The Red Arrows, however, were exempted – seemingly at the last minute. “I am pleased to say that Formula 1 has confirmed this much-loved tradition can continue at Silverstone in 2022,” said Silverstone Circuits managing director Stuart Pringle in a statement, going on to explain that the Red Arrows “are not classed as military aviation and, as such, do not fall into the category of those displays that will no longer be permitted at Formula 1 events.” The Red Arrows first performed at the British Grand Prix in 1966.
Given that the display team is part of the RAF and piloted by RAF officers, the reasoning appeared spurious to many fans: “Typical UK. Playing with words and rules. One rule for them and another for the rest. This is supposed to be good for the environment, and the UK goes against it,” commented one user on our website. “British bias once again,” said another. On social media, perhaps unsurprisingly, the response was even more vociferous and forthright.
When we started reporting back in 1924 Britain was very much an also-ran in global motor sport
It is not just the fans that detect a less than impartial element to F1 and especially the media that covers it. Last summer Fernando Alonso broke cover to declare that the disproportionate number of British journalists covering the sport led to the creation of an atmosphere where other nationalities were seen as the enemy.

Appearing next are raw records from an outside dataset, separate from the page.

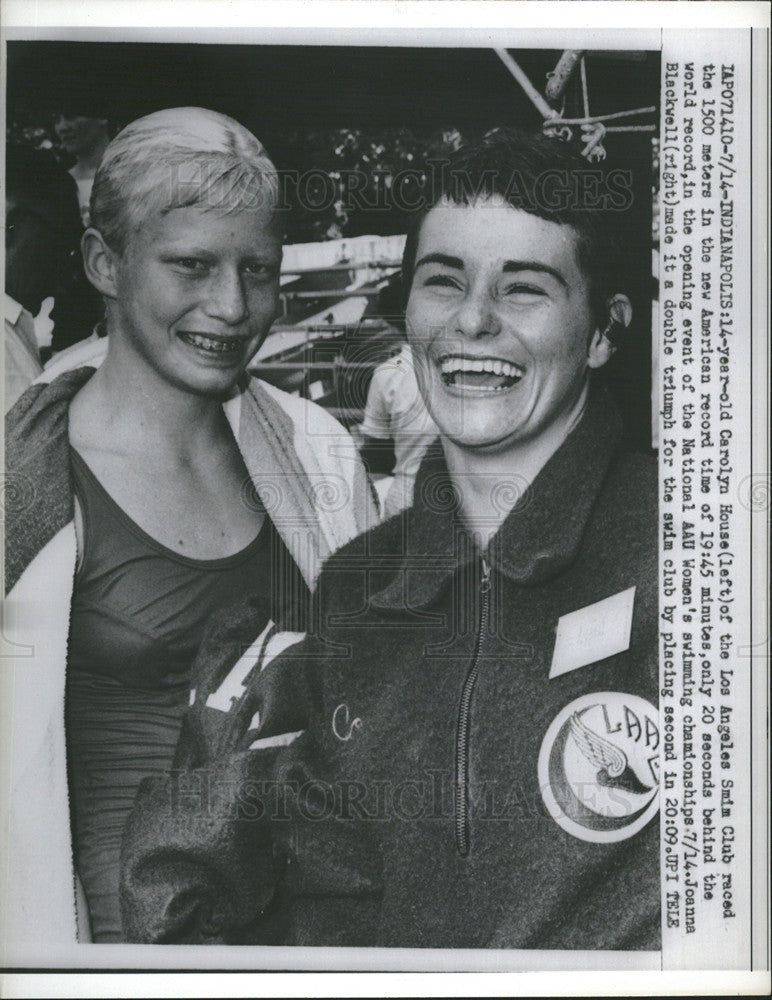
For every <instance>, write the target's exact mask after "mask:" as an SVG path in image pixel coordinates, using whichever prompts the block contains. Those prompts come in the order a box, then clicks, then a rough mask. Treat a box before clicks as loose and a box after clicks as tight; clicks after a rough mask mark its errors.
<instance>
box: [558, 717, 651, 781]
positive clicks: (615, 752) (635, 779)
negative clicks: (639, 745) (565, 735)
mask: <svg viewBox="0 0 772 1000" xmlns="http://www.w3.org/2000/svg"><path fill="white" fill-rule="evenodd" d="M570 727H571V735H572V736H573V738H574V742H575V743H576V745H577V747H578V748H579V750H580V751H581V753H582V755H583V756H584V757H585V758H586V759H587V760H588V761H589V762H590V763H591V764H592V765H593V766H594V767H596V768H597V769H598V774H597V780H598V784H599V785H604V786H605V787H606V788H623V789H624V790H625V791H627V792H633V793H635V794H636V795H645V794H646V793H647V792H650V791H651V790H652V788H653V787H654V786H653V785H644V784H643V782H642V781H641V780H640V779H639V778H638V775H637V774H636V773H635V771H634V770H633V769H632V768H631V767H630V765H629V764H628V762H627V755H626V754H625V752H624V750H620V748H619V747H618V746H615V745H614V744H613V743H612V742H611V741H610V740H607V739H605V738H604V737H603V736H599V735H598V734H597V733H596V732H595V731H594V730H592V729H590V727H589V726H588V725H587V724H586V723H584V722H583V721H582V718H581V714H580V713H579V712H574V713H573V715H572V716H571V719H570Z"/></svg>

“I have the impression always that when things become a little bit spicy or tense on the title fight… this sport, it is a British environment,” Alonso said. “You know all the teams, they are British, most of you guys, the journalists, or the media attention, TV crews, everyone is from the UK and understandably there is a little bit of preference of your guy in your country who can be competitive and keeps winning. It was what I felt when I was racing and it seemed like I was the bad guy when I was trying to fight against British guys.”